Self Employment Activity
The first of the two eligibility requirements for a Solo 401k is the presence of some type of self-employment activity. Your self-employment activity can be full-time or part-time. It may be a side business. It could be some consulting or freelance work you perform. You may be an independent contractor of another business that issues you a 1099. You can even be employed elsewhere full-time. What the “self-employment activity” may not be is a hobby. If you collect baseball cards and sold one of those cards to a friend a couple years ago, you probably don’t want to use that as a basis for adopting a Solo 401k plan. You do need to have legitimate self-employment activity, but it’s important to understand that there is no predetermined minimum income that needs to be earned or a minimum that must be contributed to the plan. Your self-employment activity can be brand new and you can adopt a plan before the business has made a profit.
Employees
The second eligibility requirement is the absence of any full-time non-owner W-2 employees. Let’s take a look at each of these descriptions individually to get a better understanding of when an employee will get your invitation to the Solo 401k party revoked.

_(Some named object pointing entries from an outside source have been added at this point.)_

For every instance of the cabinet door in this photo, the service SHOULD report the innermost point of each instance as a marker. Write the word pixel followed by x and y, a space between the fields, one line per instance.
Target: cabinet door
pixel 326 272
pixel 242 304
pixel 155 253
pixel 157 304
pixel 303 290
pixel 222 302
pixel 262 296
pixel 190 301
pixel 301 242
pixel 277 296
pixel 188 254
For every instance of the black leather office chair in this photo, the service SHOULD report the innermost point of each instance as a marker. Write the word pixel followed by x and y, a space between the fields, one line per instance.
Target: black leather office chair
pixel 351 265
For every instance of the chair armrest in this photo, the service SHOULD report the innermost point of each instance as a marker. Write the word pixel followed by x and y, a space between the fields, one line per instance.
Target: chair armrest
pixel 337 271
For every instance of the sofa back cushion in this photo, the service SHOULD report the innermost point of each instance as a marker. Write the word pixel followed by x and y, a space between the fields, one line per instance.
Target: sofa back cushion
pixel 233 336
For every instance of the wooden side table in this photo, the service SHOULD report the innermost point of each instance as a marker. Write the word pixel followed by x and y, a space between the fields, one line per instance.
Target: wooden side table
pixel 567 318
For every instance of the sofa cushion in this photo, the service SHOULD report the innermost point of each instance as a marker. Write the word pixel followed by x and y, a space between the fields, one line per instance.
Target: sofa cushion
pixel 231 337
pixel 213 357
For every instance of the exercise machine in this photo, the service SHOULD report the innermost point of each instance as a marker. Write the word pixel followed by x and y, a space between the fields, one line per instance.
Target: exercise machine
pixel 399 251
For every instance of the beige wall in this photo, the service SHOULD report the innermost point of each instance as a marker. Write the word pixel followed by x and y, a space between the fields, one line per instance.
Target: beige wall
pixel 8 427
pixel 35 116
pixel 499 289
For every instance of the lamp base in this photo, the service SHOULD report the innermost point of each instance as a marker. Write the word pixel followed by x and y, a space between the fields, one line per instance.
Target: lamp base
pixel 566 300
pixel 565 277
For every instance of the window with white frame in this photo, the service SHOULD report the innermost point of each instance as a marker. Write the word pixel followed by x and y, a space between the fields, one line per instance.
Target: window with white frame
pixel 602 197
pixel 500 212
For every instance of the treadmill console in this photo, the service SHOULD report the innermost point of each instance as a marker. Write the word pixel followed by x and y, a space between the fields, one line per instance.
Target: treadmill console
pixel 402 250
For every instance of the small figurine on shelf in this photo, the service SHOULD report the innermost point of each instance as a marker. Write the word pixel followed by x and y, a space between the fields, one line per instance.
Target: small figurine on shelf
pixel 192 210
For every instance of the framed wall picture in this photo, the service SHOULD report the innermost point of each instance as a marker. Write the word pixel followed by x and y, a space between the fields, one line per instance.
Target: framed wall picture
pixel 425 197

Full-time: If you don’t have any employees that work full-time, you can still be eligible for a Solo 401k. The IRS considers fewer than 1000 hours per year to be part time. While one employee who works over 1000 hours per year will make you ineligible, you could have several part-time employees without running into any eligibility problems.
Non-owner: Having a partner that works for the business is ok when it comes to your eligibility. If there is another “employee” besides you in the business, but that person is an owner of the company, you can still be eligible for a Solo 401k.
W-2: If you have actual common-law employees, they likely receive a W-2 from you and you withhold taxes from their payroll. These are the type of employees that affect Solo 401k eligibility (if they are full-time, non-owner employees as well). If, on the other hand, your business hires or contracts with another business or self-employed individual to provide services, you may just have an independent contractor and not an employee. Independent contractors or “1099 workers” do no affect Solo 401k eligibility regardless of the number of hours worked or the fact that they are not an owner in your business.
Once you break down the two simple eligibility requirements, it’s easier to see that most people are eligible or can fairly easily become eligible for a Solo 401k plan of their very own. If you’re eligible for a Solo 401k plan, consider this your official invitation to join the party.